A seu ver, uma consequência dessa postura é que o MEC perdeu protagonismo na execução das políticas educacionais e o que existe hoje de avanço ocorre por aproximação entre estados e municípios. “Se o governo federal seguisse o lema deles, que é ‘Menos Brasília, Mais Brasil’, ele iria fazer uma gestão pautada por parâmetros educacionais mais altos e apoio a estados e municípios na direção das políticas que você tem uma evidência forte de resultados educacionais”, afirma Priscila.

Outro tema crucial para as políticas públicas que deve ganhar atenção nos próximos meses é a renovação do Fundeb, principal fonte de financiamento para a educação básica e cuja reformulação precisa ser aprovada pelo Congresso em 2020. Em tramitação na Câmara Federal, a Proposta de Emenda à Constituição (PEC) da relatora Dorinha Seabra (DEM-TO) prevê elevar de 10% para 40% a complementação da União ao Fundeb, medida que é considerada fiscalmente inviável pelo governo federal.

Por essa sugestão, passaria de R$ 15 bilhões para R$ 60 bilhões o repasse da União.

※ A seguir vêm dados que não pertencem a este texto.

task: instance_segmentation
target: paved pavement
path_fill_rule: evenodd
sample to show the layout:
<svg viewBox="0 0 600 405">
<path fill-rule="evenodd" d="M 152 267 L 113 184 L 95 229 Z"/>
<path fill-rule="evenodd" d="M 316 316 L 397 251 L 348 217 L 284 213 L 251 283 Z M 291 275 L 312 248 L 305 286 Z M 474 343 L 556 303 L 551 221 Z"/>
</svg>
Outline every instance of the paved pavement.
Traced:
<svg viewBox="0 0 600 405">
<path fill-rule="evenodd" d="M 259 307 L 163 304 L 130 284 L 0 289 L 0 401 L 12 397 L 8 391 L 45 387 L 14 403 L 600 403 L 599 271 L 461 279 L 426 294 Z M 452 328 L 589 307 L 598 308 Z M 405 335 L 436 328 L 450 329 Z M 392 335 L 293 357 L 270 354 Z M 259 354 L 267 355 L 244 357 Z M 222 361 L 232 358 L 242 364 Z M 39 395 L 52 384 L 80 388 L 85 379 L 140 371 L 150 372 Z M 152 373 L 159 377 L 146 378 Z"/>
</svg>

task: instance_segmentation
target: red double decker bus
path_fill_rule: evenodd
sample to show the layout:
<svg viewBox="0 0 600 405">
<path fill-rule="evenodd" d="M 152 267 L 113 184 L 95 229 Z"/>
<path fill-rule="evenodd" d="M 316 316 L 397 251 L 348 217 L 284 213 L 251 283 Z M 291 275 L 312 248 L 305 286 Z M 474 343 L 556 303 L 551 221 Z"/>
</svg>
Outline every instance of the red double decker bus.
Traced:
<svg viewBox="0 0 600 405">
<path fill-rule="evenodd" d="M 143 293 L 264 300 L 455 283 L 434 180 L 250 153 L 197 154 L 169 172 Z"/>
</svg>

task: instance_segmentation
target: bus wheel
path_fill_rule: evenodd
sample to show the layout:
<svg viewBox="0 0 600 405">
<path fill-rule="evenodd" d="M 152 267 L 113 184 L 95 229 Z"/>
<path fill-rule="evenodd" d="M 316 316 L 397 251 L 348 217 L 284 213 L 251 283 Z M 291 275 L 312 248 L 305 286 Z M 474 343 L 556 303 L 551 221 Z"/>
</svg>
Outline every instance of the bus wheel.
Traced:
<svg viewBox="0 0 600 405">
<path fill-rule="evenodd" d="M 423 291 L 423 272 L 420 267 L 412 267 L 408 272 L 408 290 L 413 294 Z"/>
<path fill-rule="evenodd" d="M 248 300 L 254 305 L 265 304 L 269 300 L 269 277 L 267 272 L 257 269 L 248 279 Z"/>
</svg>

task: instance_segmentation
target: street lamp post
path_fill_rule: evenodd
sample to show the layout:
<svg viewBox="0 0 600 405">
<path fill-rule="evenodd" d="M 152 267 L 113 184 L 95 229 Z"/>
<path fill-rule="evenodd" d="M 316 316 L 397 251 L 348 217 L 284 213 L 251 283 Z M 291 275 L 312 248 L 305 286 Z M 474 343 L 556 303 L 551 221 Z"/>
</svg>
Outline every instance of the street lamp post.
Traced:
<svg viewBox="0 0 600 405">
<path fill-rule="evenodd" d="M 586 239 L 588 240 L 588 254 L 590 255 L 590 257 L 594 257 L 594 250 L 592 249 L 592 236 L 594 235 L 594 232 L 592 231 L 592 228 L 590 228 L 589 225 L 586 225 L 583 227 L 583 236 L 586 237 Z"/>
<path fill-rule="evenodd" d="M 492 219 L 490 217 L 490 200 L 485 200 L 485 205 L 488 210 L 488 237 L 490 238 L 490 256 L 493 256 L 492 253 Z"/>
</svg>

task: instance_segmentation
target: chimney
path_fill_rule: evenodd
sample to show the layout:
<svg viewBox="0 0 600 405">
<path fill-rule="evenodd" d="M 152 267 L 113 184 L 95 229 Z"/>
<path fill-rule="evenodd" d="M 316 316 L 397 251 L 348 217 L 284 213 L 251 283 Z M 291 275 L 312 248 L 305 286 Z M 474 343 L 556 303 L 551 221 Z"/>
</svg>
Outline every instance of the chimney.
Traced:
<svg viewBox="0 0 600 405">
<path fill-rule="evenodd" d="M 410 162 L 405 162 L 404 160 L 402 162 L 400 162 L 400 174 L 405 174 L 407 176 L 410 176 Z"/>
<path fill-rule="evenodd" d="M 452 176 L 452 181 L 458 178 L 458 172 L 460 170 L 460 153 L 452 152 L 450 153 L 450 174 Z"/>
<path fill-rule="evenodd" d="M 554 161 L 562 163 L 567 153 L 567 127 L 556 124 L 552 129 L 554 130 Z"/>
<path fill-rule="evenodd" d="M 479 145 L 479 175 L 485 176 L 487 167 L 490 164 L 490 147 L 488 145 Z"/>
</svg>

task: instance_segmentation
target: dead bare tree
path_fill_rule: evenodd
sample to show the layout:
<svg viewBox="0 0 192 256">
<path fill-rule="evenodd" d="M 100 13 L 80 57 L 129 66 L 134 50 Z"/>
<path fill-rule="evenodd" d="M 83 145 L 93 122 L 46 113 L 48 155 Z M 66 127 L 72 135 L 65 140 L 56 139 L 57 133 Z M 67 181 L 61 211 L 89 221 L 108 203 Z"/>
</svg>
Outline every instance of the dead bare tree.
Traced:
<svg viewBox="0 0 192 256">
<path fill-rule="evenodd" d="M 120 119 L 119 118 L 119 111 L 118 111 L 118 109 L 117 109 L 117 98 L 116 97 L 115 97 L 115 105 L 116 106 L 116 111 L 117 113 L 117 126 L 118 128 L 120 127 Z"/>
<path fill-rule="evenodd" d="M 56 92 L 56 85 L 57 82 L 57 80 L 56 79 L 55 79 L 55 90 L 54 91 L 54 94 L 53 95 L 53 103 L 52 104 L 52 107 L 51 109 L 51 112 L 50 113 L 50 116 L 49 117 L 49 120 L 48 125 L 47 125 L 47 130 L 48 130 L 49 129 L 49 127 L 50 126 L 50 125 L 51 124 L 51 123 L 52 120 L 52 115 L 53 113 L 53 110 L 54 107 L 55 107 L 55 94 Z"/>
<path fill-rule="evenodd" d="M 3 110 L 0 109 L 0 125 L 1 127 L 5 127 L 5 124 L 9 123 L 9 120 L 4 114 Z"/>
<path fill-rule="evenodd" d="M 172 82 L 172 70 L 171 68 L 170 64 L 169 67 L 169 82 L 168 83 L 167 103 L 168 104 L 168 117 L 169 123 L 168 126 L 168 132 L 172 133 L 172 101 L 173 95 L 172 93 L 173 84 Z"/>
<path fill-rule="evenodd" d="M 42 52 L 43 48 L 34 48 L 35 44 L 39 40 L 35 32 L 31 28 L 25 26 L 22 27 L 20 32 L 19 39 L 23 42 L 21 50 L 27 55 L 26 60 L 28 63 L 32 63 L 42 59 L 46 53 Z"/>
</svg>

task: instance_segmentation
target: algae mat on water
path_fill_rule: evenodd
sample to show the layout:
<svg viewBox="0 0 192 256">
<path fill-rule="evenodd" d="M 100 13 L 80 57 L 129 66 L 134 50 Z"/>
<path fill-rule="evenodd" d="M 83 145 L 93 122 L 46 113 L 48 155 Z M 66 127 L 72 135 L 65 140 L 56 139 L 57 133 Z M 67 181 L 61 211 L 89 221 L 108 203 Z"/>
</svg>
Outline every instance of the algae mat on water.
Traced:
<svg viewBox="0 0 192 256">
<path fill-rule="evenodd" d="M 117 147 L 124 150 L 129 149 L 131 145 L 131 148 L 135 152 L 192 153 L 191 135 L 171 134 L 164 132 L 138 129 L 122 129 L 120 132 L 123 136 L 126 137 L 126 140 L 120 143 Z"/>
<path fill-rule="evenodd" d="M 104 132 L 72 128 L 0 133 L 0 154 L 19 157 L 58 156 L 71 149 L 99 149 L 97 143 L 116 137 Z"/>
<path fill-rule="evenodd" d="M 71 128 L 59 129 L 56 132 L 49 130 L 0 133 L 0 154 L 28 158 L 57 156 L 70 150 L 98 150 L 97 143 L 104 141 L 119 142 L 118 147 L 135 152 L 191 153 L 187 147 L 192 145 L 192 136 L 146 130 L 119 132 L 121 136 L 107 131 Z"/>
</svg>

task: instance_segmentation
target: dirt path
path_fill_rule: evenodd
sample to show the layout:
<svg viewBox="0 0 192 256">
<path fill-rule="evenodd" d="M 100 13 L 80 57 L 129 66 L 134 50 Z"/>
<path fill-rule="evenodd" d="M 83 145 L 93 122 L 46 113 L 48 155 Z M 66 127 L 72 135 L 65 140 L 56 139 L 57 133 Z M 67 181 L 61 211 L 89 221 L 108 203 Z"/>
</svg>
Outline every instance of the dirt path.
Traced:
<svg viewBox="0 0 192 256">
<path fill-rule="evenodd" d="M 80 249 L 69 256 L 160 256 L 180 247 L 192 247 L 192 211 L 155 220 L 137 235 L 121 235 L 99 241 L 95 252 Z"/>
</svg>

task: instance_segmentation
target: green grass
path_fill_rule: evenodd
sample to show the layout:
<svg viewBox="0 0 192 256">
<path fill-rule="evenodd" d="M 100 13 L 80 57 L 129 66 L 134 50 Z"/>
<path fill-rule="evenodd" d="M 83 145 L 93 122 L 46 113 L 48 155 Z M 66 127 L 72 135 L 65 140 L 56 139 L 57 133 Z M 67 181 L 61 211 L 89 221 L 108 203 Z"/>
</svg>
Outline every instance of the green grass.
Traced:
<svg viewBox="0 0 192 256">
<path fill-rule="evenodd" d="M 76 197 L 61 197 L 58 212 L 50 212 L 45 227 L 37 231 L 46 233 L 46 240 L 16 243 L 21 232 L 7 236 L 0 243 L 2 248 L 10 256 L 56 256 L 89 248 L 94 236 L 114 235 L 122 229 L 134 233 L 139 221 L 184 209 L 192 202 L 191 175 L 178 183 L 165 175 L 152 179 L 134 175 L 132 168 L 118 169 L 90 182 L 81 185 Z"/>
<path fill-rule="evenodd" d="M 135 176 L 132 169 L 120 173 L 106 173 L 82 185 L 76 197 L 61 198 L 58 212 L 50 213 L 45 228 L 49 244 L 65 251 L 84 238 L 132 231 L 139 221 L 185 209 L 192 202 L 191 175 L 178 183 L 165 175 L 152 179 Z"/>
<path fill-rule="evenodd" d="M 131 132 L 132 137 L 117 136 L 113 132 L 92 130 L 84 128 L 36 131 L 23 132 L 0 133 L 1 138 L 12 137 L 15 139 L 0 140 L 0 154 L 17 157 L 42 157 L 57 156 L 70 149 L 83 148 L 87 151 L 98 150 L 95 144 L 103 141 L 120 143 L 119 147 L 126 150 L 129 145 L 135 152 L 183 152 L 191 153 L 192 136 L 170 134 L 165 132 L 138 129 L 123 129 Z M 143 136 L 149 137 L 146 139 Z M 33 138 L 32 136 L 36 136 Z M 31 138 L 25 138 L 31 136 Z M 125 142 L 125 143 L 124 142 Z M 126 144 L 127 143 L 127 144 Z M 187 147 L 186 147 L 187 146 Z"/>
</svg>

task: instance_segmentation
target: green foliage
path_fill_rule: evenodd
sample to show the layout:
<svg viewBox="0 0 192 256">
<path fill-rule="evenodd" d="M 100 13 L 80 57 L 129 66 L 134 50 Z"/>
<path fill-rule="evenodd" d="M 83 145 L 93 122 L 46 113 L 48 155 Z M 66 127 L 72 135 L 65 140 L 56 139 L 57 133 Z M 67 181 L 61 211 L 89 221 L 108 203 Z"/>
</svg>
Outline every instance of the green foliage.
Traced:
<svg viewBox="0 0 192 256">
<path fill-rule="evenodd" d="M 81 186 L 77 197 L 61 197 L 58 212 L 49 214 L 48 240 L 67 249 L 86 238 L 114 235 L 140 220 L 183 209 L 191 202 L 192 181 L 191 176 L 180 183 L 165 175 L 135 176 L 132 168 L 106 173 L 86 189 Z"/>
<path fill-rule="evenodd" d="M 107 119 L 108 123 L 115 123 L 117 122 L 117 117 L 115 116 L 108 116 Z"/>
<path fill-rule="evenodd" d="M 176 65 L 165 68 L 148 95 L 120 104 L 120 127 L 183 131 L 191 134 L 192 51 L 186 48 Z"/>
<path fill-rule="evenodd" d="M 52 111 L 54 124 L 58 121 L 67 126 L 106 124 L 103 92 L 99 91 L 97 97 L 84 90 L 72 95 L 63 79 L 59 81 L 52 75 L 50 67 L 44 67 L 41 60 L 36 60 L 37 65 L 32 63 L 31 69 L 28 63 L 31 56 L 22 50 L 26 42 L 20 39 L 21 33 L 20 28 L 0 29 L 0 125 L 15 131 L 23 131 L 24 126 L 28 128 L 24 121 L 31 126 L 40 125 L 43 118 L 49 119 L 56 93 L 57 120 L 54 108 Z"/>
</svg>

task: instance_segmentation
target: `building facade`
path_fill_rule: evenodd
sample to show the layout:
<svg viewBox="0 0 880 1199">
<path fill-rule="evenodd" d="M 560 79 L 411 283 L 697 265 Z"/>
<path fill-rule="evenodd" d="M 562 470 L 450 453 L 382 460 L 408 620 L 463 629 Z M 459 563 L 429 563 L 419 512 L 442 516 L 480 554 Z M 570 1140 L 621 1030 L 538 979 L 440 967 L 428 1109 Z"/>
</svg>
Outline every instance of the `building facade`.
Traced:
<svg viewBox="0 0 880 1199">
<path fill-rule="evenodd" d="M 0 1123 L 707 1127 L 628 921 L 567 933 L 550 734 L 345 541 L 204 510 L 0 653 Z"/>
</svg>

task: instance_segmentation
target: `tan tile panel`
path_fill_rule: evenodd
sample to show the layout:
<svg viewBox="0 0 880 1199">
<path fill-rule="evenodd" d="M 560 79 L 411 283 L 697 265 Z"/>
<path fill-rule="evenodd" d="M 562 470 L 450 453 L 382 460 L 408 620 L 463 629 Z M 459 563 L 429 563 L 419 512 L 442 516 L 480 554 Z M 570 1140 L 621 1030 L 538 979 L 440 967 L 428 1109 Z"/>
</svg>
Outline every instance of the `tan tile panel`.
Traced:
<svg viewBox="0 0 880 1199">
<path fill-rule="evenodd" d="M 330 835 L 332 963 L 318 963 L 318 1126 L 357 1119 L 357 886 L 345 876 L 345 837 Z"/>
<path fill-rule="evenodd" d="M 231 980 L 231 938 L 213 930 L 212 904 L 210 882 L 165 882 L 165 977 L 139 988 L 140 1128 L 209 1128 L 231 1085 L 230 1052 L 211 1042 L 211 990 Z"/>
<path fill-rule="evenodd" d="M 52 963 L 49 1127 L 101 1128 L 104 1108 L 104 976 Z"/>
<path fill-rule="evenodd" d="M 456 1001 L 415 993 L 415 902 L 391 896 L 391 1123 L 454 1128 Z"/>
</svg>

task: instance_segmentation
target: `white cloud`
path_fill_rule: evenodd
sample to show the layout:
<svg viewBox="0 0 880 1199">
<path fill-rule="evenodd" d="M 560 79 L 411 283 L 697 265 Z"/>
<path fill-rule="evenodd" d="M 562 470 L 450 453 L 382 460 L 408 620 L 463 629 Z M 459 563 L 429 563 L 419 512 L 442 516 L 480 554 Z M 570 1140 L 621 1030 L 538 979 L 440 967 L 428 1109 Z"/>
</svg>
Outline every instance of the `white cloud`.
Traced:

O Todos pela Educação defende passar a complementação de 10% para 15%, com objetivo de tirar 40% dos municípios de um estágio de subfinanciamento crônico da educação. O percentual é o mesmo que defende o MEC.

Nesse grupo de municípios, investe-se menos de R$ 4,3 mil por aluno ao ano, condição em que, mesmo com boa gestão dos recursos, é inviável atingir bons níveis de aprendizagem. “O primeiro passo é ser mais redistributivo, evitar as distorções, acabar com o subfinanciamento e ter regras para induzir mais qualidade no uso desse dinheiro”, afirma ela.

Para isso, é preciso migrar do modelo atual (que distribui a complementação a partir das receitas estaduais) para um sistema que observe cada município da federação. Se houver espaço fiscal para ir além dos 15% de complementação, Priscila sugere atrelar isso a indicadores de qualidade.

Para ter acesso aos recursos extras, as redes teriam de mostrar evolução em métricas a serem definidas em lei de regulamentação a ser debatida após aprovação da PEC do Fundeb. “Criar camisa de força para gestão na ponta na Constituição não é o tema.” Mas um possível obstáculo para avançar no debate sobre o Fundeb é a forte polarização que acomete o país, destaca Priscila.

“A turma que defende que é preciso mais recursos para educação olha para a turma da gestão como inimiga e vice-versa. E, no fim das contas, a gente precisa é das duas coisas combinadas”, diz ela. “O discurso por mais recursos sem olhar para o resultado final é populista e vazio.”

Segundo ela, também existe uma confusão sobre o que é priorizar as políticas públicas para a área. “De vez em quando alguns economistas falam ‘mas já tem prioridade, já investimos 6% do PIB em educação’. Mas isso significa que temos um esforço fiscal grande, não que estamos priorizando educação.”